As always, he insisted that "cost of energy" is the key driver, sounding strangely at odds with the more long term view that the need to deal with climate change holds the real market. The other key to wind's future in a competitive market place with much consolidation will be based on non-technical factors, said Karas, such as the ability to access customers directly and on trade issues. Karas concluded by lauding the US Export-Import Bank's tied aid for China (story page 18) simply because it will level the playing field and give US companies the advantages he claims have been long available to European companies.
Especially visionary at the conference was Carl Weinberg, now a consultant but formerly with the utility Pacific Gas & Electric. In tune with the climate change theme, he predicted that within five years there will be an international move on CO2 sequestration. Reserves of fossil fuels -- " the drug of modern civilisation" -- are more vast than we thought until recently, he noted. And that Faustian bargain that nature has given to us cannot be ignored. Governments will not take leadership and market leaders will not be the radical innovators so needed.
Renewables will be introduced, he said, by new structural organisations with customer choice and some help from government. If customers choose renewables, no politician will stand in their way. "But the people will have to storm the train station to get the government to leave," he said, paraphrasing Ghandi. He recalled, too, that without being coerced or cajoled, utilities had built only 5 MW of wind in the US. "In the future world, the customer will be central," he concluded.
Michael Noble, of Minnesotans for an Energy Efficient Economy (ME3), gave a powerful paper entitled "Climate Chaos: Is the Public Catching on?" He says it will not be green marketing that vastly expands opportunities for wind -- but that the public will insist upon carbon free energy once they realise the seriousness of global warming. Yet the political clout of fossil fuels is such that they spent $10 million in Congressional races in the last three years -- and reaped $4 billion in special tax breaks in the same period. ME3's goal is to build a base of green citizens -- not green consumers -- to get renewables at lowest cost. Noble cited the group's push for a law that would essentially use a carbon tax to help create local jobs (Windpower Monthly, May 1997).

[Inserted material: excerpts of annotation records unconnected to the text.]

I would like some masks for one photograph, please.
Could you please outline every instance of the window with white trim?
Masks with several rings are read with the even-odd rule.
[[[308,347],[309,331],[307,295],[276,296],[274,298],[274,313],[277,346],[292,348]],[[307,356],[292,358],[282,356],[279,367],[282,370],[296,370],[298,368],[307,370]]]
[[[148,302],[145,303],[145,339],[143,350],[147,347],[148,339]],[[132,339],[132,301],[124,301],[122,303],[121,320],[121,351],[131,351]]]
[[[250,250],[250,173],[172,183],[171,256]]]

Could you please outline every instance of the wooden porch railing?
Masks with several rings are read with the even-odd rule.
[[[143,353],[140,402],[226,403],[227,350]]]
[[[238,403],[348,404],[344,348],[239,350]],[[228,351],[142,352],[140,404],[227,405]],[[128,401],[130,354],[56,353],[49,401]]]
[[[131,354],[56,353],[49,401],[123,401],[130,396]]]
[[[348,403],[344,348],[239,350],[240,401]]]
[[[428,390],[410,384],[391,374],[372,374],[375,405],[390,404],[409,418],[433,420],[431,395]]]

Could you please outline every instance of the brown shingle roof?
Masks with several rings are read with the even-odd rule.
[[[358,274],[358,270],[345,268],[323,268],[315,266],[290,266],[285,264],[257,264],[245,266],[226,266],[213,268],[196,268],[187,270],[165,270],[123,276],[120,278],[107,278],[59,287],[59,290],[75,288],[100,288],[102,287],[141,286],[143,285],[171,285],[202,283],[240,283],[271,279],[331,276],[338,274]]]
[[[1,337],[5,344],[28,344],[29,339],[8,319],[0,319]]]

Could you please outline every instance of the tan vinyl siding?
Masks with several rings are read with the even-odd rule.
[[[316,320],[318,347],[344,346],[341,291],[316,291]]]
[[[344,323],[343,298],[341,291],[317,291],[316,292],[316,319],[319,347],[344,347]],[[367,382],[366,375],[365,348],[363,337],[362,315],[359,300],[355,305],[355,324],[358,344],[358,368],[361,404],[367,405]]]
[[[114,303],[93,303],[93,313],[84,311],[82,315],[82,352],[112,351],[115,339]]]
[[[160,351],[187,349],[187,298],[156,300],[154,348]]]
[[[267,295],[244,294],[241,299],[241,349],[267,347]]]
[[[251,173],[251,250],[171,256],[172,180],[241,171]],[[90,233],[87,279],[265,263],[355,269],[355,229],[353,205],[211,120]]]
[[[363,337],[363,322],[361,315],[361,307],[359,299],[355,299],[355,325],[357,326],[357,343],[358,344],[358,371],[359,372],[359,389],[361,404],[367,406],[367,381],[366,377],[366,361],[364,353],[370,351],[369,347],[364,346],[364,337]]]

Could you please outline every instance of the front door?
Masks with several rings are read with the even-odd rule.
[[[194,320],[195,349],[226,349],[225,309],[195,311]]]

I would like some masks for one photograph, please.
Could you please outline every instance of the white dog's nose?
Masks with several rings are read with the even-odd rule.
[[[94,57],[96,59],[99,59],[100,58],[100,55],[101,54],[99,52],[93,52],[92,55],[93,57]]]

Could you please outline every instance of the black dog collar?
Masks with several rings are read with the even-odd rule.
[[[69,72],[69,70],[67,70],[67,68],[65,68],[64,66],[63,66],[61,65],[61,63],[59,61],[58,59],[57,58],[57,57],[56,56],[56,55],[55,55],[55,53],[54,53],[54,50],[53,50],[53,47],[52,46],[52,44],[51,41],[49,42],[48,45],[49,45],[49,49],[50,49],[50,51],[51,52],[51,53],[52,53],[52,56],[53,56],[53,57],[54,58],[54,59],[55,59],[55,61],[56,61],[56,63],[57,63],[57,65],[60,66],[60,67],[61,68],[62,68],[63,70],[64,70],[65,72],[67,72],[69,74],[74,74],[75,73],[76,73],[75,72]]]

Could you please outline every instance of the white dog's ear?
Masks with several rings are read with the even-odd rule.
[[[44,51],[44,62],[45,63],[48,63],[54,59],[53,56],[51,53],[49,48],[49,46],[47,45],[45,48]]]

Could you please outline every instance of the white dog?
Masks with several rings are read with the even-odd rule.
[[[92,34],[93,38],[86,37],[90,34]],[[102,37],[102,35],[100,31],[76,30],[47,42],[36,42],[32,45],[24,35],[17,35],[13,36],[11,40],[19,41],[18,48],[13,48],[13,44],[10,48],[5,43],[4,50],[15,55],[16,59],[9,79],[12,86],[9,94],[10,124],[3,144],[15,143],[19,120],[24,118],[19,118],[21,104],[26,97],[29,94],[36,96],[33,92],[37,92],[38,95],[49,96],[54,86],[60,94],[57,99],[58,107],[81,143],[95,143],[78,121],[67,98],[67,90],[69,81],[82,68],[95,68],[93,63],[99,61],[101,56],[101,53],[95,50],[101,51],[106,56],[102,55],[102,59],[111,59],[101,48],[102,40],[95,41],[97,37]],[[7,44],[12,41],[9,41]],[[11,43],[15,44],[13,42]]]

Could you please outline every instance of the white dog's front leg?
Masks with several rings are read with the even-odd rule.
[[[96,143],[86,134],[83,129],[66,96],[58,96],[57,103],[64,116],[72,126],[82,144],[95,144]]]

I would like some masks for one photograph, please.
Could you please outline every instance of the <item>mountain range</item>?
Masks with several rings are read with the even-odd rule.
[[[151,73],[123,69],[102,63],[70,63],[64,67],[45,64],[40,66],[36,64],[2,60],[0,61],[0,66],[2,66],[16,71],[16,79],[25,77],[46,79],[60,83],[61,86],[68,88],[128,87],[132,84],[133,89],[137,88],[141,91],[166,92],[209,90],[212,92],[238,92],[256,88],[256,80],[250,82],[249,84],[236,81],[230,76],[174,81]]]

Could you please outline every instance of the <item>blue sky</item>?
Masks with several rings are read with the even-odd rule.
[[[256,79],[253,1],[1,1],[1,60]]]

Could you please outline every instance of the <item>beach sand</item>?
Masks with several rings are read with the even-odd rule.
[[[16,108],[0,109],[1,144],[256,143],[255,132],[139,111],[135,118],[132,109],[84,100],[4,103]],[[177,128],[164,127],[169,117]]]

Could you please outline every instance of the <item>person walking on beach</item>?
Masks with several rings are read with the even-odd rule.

Indeed it was the power of green citizenship that led to the so-called "Minnesota mandate" of 425 MW of wind -- putting the state at the lead of the domestic wind industry -- and 125 MW biomass. Once installed, the wind will cost the average Minnesota family just $0.35 monthly. "Americans will soon agree that we should tackle this climate problem, and it is the job of the wind energy industry to be ready to do its part, and to help develop the conditions to make that paradigm shift possible," he concluded.
Perhaps the most poignant moment came from Tom "Smitty" Smith of Texas Public Citizen. Alluding to more than Austin's own humid, hot weather, Smitty said with his Texas drawl, "It's hot out there and it's getting hotter." He reminded participants of surveys showing that citizens want clean power -- and of the state's strategic plan for sustainable energy. Nothing was more effective as this man holding up a 23 pound bag of dirt, the amount of air pollution he said produced by a single person monthly. "People are beginning to get scared. Renewables are ready and we are a powerful alternative to pollution as usual," he said.